Opere giovanili.
E’ probabilmente nel 1340 che Boccaccio fu richiamato a Firenze da suo padre, coinvolto nel fallimento dei Bardi. Il periodo protetto della sua vita finì così, e da allora in poi ci furono solo difficoltà e occasionali periodi di povertà. Da Napoli, tuttavia, il giovane Boccaccio portò con sé un bagaglio di lavoro letterario già completato. La caccia di Diana, la sua prima opera, è un breve poema, in terza rima (un verso giambico composto da strofe di tre versi), di non grande merito. Molto più importanti sono due opere con temi derivati da romanzi medievali: Il filocolo (c. 1336; “The Love Afflicted”), un’opera in prosa in cinque libri sugli amori e le avventure di Florio e Biancofiore (Floire e Blanchefleur); e Il filostrato (c. 1338; “The Love Struck”), un breve poema in ottava rima (una forma di strofa composta da otto versi di 11 sillabe) che racconta la storia di Troilo e della fedele Criseida. La Teseida (probabilmente iniziata a Napoli e terminata a Firenze, 1340-41) è un’ambiziosa epopea di 12 canti in ottava rima in cui le guerre di Teseo servono da sfondo all’amore di due amici, Arcita e Palemone, per la stessa donna, Emilia; Arcita alla fine la vince in un torneo ma muore immediatamente.

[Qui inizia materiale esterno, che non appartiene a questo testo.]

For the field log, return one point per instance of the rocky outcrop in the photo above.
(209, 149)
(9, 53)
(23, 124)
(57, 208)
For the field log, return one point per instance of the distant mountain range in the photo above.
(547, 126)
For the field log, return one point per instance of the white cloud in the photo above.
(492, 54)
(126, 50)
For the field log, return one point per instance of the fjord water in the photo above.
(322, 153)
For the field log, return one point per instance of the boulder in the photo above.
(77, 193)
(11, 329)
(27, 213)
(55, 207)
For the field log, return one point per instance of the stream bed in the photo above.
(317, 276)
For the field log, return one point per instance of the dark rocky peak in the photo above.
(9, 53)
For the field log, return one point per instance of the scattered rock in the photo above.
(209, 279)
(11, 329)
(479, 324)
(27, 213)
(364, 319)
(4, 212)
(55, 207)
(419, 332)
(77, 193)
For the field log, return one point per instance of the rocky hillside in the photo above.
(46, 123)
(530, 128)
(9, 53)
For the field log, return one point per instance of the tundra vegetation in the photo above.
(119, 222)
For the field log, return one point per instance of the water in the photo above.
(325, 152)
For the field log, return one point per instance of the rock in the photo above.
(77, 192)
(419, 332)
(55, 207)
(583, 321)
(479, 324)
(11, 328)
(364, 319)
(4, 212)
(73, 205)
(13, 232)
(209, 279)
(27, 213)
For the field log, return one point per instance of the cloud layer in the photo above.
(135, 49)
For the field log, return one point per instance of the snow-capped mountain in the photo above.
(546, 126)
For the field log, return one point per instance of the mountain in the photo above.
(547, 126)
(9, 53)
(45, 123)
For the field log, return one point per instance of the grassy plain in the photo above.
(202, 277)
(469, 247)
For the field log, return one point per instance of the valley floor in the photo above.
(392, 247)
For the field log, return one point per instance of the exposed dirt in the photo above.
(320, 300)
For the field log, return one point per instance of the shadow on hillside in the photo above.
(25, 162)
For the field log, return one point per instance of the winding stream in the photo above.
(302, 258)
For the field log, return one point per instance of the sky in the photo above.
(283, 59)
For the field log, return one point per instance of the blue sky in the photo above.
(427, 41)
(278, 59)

Mentre i temi della cavalleria e dell’amore in queste opere erano stati a lungo familiari nei circoli di corte, Boccaccio li arricchì con i frutti della sua acuta osservazione della vita reale e cercò di presentarli in modo nobile e illustre con uno sfoggio di cultura e ornamento retorico, in modo da rendere il suo italiano degno di confronto con i monumenti della letteratura latina. Fu Boccaccio, inoltre, che elevò alla dignità letteraria l’ottava rima, il metro di versi dei menestrelli popolari, che sarebbe poi diventato il veicolo caratteristico del verso italiano. Le prime opere di Boccaccio ebbero un effetto immediato fuori dall’Italia: Geoffrey Chaucer trasse ispirazione da Il filostrato per il suo Troilo e Criseide (come William Shakespeare avrebbe poi fatto per Troilo e Cressida) e dal Teseida di Boccaccio per il suo “Racconto del Cavaliere” nei Racconti di Canterbury.
I 10 o 12 anni successivi al ritorno di Boccaccio a Firenze sono il periodo della sua piena maturità, che culmina nel Decameron. Dal 1341 al 1345 lavora a Il ninfale d’Ameto, in prosa e terza rima; L’amorosa visione (1342-43), un mediocre poema allegorico di 50 brevi canti in terza rima; la prosa Elegia di Madonna Fiammetta (1343-44); e il poema Il ninfale fiesolano (forse 1344-45; “Storia della ninfa fiesolana”), in ottava rima, sull’amore del pastore Africo per la ninfa Mensola.
Boccaccio, nel frattempo, cercava continuamente di mettere ordine nei suoi affari finanziari, anche se non ci riuscì mai. Poco si sa, tuttavia, dei dettagli della sua vita nel periodo successivo al suo ritorno a Firenze. Fu a Ravenna tra il 1345 e il 1346, a Forlì nel 1347, a Firenze durante le devastazioni della peste nera nel 1348, e di nuovo a Firenze nel 1349.